Lady Nina, up close and personal

Well! I spent little time in the many artsy stores along Trade Street, as my hike had made me hungry. I by-passed a rather 
pricey "Bistro" and chose instead the 10 Trade Street Cafe 
and Bakery. It was a good choice! I ordered the special, a very tasty hamburger with Swiss cheese and caramelized onion. As my side I was about to order the potato salad but I asked the waitress if it was very mayonnaise-y. She said, "It's creamy with it." So I decided to try something else and ordered the rather exotic sounding mango cole slaw instead. I was a bit nervous that this too would be drowned in mayo, as are so many sides in this part of the country. In fact the last cole slaw I had (at another homey restaurant in another small North Carolina town) was almost inedible, so sweet and packed with mayo that I couldn't taste the cabbage! 

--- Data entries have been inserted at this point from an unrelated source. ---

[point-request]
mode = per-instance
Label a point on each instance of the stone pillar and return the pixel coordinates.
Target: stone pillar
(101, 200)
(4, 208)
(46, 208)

My lunch at the Cafe - look beyond the burger - the slaw's heavenly!

The Cafe's mango cole slaw was a different story altogether - NO mayo, a very tasty oil and vinegar dressing instead. In fact it was one of the very best cole slaws I've ever et! I pronounced it "heavenly" to the woman at the counter so when I paid my bill, but she mis-heard me and repeated, questioningly, "Heavy???" I corrected her and repeated my praise, after which she told me that many people come to the restaurant JUST for the unique slaw - they were right to!

The lunch crowd at the Cafe - notice that they're almost all
facing away from me...FINE! Just the way I like it!

After lunch I walked back down Trade Street, hopped back in the car and drove off, thinking about it one of the Stage Manager's lines in Our Town: "Nice place, know what I mean?"  I drove back through Landrum, but I was tired, it was already getting on towards 2 pm, so I promised myself that I'd visit there another time. 

And so I shall! And if Dottore Gianni insists, you may see another blog post on it, but only after I've blogged on and on about my European adventure.